Forum Discussion
12 Replies
- Altera_Forum
Honored Contributor
A valid or done bit is only meaningful for sequentially operating units. The said FP MegaFunctions are fully pipelined, emitting a new result every clock cycle. The input data must be valid only for one clock cycle, you have to know the pipeline delay, however.
- Altera_Forum
Honored Contributor
its quite easy just to store a valid bit in parrallel to the floating point units if you need it for other modules.
- Altera_Forum
Honored Contributor
It would have been smart thinking from the Altera guys if they had provisioned the 'valid' pipeline inside the building block. It would make for a much cleaner design as we don't have to add the glue logic mentioned by Tricky.

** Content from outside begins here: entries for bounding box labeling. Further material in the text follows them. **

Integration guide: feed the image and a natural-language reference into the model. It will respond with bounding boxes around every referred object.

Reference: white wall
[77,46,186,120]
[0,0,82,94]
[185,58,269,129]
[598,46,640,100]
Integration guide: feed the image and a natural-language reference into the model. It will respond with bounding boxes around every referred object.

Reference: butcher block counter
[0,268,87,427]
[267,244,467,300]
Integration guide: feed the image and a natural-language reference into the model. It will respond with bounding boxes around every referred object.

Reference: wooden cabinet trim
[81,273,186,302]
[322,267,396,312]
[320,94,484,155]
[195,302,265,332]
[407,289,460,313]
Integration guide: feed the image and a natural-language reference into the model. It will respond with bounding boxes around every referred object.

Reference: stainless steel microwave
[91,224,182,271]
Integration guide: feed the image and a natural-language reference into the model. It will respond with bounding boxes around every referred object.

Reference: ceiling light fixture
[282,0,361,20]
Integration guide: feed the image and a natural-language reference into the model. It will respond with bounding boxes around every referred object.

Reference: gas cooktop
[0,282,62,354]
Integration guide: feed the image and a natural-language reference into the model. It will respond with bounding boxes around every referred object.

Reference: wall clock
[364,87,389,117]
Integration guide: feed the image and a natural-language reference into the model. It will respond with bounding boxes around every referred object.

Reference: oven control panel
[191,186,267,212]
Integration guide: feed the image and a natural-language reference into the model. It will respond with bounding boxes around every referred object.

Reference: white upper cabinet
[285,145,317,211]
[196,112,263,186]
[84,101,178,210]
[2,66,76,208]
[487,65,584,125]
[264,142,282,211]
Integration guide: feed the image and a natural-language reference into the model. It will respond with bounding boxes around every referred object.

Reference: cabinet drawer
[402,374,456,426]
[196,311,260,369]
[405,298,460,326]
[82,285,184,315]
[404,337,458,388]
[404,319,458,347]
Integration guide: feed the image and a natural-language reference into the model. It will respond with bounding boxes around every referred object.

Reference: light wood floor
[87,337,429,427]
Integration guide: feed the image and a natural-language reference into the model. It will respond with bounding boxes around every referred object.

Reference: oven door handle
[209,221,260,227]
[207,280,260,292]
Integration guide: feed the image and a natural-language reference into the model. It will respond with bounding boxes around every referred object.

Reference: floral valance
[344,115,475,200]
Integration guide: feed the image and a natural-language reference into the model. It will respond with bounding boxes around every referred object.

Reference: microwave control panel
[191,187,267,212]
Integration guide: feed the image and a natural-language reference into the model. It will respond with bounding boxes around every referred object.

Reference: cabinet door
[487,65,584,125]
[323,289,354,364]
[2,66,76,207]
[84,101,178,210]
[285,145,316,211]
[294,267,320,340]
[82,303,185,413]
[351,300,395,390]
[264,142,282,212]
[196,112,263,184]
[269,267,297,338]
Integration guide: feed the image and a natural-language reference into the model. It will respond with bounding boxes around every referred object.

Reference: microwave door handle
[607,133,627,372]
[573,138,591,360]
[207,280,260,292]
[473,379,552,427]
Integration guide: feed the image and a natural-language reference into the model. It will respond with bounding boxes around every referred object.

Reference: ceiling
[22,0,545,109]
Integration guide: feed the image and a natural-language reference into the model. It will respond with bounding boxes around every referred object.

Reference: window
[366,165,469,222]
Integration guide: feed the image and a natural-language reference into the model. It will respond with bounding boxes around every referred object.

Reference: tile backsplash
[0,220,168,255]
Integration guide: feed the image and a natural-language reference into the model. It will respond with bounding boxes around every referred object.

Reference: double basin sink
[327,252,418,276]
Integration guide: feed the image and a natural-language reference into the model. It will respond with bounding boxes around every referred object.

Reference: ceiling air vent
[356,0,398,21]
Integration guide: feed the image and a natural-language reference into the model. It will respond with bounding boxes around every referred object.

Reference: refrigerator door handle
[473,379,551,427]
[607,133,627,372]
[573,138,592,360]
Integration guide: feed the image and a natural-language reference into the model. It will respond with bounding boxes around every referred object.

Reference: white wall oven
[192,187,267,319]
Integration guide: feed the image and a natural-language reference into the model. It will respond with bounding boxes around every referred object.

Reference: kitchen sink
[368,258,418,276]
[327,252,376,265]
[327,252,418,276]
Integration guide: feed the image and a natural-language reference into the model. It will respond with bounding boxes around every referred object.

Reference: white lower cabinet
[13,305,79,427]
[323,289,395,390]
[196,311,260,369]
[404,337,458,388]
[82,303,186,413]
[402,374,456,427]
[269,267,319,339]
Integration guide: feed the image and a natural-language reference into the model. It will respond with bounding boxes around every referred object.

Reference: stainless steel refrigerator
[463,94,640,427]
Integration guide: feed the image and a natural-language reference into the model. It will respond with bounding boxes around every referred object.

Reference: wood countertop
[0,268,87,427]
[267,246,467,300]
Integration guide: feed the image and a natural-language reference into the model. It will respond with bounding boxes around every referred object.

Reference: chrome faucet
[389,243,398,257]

While we at it: can we have a separate clock enable for every stage too? I have a dataflow based development environment, but because all of Altera's building blocks use a global clock enable I'll be stuck when I would need more advanced functionality (or with a pipeline greater than 1). - Altera_Forum
Honored Contributor
Could anyone give a small code example to show what the glue logic about the parallel bit is being talked about?
- Altera_Forum
Honored Contributor
The "parallel" valid bit chain is simply a shift register (respectively a number of cascaded D-FFs), the delay (number of stages) is equal to the pipeline delay of the respective IP block.

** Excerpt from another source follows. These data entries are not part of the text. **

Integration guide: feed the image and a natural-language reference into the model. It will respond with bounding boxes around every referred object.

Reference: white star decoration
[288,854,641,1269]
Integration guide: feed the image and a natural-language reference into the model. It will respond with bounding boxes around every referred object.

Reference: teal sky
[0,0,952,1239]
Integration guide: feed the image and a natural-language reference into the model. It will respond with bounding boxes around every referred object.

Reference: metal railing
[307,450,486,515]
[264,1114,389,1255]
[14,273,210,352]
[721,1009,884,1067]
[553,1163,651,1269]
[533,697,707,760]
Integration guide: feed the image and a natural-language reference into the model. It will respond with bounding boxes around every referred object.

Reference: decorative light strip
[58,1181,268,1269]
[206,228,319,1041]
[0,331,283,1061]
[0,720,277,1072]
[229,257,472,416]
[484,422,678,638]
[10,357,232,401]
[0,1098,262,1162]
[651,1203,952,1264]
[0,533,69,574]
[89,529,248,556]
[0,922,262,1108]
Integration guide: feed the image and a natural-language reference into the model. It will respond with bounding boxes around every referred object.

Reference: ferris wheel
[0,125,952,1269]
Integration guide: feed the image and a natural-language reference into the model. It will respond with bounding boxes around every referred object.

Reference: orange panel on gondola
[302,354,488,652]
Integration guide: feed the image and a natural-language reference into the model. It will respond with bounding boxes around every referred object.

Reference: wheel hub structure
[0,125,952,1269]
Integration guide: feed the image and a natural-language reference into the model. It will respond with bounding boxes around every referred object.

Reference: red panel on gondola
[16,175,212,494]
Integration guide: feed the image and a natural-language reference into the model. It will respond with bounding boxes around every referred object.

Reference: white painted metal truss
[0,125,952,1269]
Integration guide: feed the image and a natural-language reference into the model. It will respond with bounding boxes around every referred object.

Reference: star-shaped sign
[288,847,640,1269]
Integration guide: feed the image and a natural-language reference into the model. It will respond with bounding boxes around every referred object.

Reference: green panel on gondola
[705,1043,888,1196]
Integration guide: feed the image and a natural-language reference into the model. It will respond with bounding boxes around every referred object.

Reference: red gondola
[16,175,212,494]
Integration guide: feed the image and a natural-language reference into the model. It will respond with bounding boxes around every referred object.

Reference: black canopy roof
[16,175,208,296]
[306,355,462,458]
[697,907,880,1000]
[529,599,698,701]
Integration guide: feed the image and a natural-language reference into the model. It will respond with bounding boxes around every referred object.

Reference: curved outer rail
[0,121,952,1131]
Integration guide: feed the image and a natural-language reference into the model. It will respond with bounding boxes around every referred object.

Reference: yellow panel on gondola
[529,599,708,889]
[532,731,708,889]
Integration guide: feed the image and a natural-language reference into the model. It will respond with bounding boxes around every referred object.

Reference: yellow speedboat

I aggree, that Altera could have added it as an option, but as mentioned above, it won't be of any use in the standard application, where a continous data stream is fed to the IP. - Altera_Forum
Honored Contributor
So what I understand:
1-Instantiate IP in module 2-Also make a shift register to implement the latency delay of your IP 3-The shift register holds a '1' for the 'valid' bit which gets successively gets shifted and is finally given as output. Right? Also what is the buffer capacity of the IPs, if I keep giving new data in every clock cycle, how long before I have to stall the input data before the IP starts giving wrong outputs? - Altera_Forum
Honored Contributor
If the design is fully pipelined there's no buffer.

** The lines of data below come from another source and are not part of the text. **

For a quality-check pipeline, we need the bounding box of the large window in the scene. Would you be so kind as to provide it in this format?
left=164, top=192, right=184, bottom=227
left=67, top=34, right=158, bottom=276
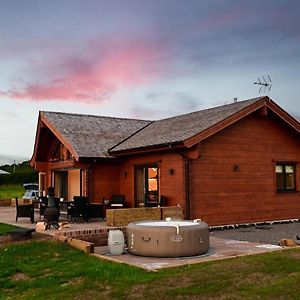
left=276, top=163, right=296, bottom=192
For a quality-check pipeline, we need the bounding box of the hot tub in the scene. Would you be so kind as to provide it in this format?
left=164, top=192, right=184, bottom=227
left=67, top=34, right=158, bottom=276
left=127, top=220, right=209, bottom=257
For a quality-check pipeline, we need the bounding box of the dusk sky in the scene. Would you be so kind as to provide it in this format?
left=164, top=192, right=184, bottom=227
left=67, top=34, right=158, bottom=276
left=0, top=0, right=300, bottom=163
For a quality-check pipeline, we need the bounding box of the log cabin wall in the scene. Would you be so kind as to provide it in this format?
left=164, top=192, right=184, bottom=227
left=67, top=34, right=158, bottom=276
left=190, top=114, right=300, bottom=225
left=120, top=153, right=185, bottom=207
left=88, top=162, right=120, bottom=203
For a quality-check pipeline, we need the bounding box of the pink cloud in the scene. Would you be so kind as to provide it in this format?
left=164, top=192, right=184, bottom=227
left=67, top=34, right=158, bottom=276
left=0, top=41, right=166, bottom=103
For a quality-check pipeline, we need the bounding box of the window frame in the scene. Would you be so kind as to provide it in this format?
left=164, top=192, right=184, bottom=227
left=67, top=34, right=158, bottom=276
left=275, top=162, right=297, bottom=193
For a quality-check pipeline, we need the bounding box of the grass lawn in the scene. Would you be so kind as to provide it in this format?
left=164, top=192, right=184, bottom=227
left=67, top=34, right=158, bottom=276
left=0, top=224, right=300, bottom=300
left=0, top=184, right=25, bottom=200
left=0, top=223, right=18, bottom=237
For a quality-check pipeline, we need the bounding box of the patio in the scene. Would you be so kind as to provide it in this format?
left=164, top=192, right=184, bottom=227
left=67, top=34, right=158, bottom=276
left=0, top=207, right=290, bottom=271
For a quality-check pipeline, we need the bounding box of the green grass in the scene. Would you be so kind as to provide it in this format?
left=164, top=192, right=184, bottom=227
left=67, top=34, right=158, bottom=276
left=0, top=223, right=18, bottom=236
left=0, top=184, right=25, bottom=200
left=0, top=224, right=300, bottom=300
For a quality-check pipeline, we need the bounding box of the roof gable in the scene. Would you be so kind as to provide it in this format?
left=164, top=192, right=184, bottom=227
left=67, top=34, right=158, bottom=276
left=31, top=96, right=300, bottom=163
left=110, top=97, right=265, bottom=154
left=33, top=112, right=150, bottom=160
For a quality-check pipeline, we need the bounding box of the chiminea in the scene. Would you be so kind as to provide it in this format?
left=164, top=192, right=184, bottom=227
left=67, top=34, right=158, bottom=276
left=44, top=186, right=59, bottom=229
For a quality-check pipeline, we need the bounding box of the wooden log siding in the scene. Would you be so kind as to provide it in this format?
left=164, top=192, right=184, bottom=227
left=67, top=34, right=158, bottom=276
left=89, top=163, right=120, bottom=203
left=190, top=115, right=300, bottom=225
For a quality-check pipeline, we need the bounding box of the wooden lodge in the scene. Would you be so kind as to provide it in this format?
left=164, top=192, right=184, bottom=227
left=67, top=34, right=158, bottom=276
left=31, top=97, right=300, bottom=226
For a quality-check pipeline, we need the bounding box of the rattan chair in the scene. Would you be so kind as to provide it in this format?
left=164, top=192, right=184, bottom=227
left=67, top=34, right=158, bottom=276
left=68, top=196, right=89, bottom=222
left=16, top=198, right=34, bottom=223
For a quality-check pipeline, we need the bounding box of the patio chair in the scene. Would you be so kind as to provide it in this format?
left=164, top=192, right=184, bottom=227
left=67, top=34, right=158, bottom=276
left=110, top=195, right=125, bottom=208
left=16, top=198, right=34, bottom=223
left=67, top=196, right=89, bottom=222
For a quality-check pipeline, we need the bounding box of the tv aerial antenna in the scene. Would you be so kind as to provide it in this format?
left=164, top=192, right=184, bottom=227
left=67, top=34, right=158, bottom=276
left=253, top=75, right=272, bottom=94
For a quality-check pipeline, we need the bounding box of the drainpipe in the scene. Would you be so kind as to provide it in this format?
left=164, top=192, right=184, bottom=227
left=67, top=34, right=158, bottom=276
left=184, top=157, right=191, bottom=220
left=177, top=152, right=191, bottom=220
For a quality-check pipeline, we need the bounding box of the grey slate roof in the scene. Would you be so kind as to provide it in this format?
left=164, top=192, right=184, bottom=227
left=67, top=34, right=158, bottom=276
left=111, top=97, right=264, bottom=153
left=0, top=169, right=10, bottom=175
left=41, top=112, right=150, bottom=157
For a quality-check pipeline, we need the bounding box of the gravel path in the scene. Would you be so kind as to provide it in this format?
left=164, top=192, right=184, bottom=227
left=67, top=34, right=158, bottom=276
left=210, top=222, right=300, bottom=245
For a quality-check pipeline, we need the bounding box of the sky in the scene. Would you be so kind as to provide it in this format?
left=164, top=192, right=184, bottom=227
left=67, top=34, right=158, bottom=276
left=0, top=0, right=300, bottom=159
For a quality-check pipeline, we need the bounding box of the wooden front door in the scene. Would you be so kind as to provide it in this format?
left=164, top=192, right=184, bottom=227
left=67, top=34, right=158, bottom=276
left=54, top=172, right=68, bottom=199
left=134, top=164, right=159, bottom=207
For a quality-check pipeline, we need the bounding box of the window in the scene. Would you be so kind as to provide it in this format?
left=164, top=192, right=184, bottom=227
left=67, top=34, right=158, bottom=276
left=276, top=163, right=296, bottom=192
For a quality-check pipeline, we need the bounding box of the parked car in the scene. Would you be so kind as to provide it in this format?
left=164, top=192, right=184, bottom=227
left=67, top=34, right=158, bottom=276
left=23, top=183, right=39, bottom=200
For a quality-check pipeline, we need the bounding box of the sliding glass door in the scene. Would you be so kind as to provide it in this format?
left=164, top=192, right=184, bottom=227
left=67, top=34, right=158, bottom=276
left=134, top=164, right=159, bottom=207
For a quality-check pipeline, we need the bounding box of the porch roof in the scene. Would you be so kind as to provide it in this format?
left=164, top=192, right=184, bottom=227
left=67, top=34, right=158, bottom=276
left=41, top=111, right=151, bottom=158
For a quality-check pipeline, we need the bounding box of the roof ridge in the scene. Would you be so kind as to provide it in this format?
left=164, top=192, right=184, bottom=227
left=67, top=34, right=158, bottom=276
left=40, top=110, right=153, bottom=122
left=155, top=96, right=266, bottom=122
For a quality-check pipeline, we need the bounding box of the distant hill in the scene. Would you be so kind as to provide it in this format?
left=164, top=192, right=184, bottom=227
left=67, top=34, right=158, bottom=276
left=0, top=154, right=29, bottom=166
left=0, top=160, right=34, bottom=173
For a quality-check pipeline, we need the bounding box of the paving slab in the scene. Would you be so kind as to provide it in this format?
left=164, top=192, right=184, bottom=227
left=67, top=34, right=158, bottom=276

it can process a new input for every clock cycle. After an initial delay, the IP provides an output for every clock cycle. - Altera_Forum
Honored Contributor
But there are two different delays for an IP:
The delay between first input and output and the delay between subsequent outputs assuming inputs are being given every clock cycle. For example for the exponential core, there is a latency delay of 17 clock cycles between the first input and output but subsequent outputs appear at intervals of 6 clock cycles(not every next clock cycle) assuming new input data is being given at every clock cycle. Hence I was thinking that there will be a point where probably the buffer or whatever the mechanism inside the IP is, will be overflown by the input data. Am I correct in my understanding? Thanks. - Altera_Forum
Honored Contributor
Can you tell me where did you read the 6 cycles delays between the subsequent inputs and the results?
I'm trying to read the "Floating-Point Megafunctions User Guide" and still found nothing. Thx - Altera_Forum
Honored Contributor
I assumed the same myself after reading the IP documentation. (Page-35 of floating point megafunctions userguide gives the detail for floating exponential IP). But after instantiating the IP and running testbench on the code, I found that initially it takes 17 clock cycles to produce the output and thereafter it takes only 6 clock cycles. Try it. Just instantiate the IP and run a testbench which constantly supplies input data. Let me know what you find.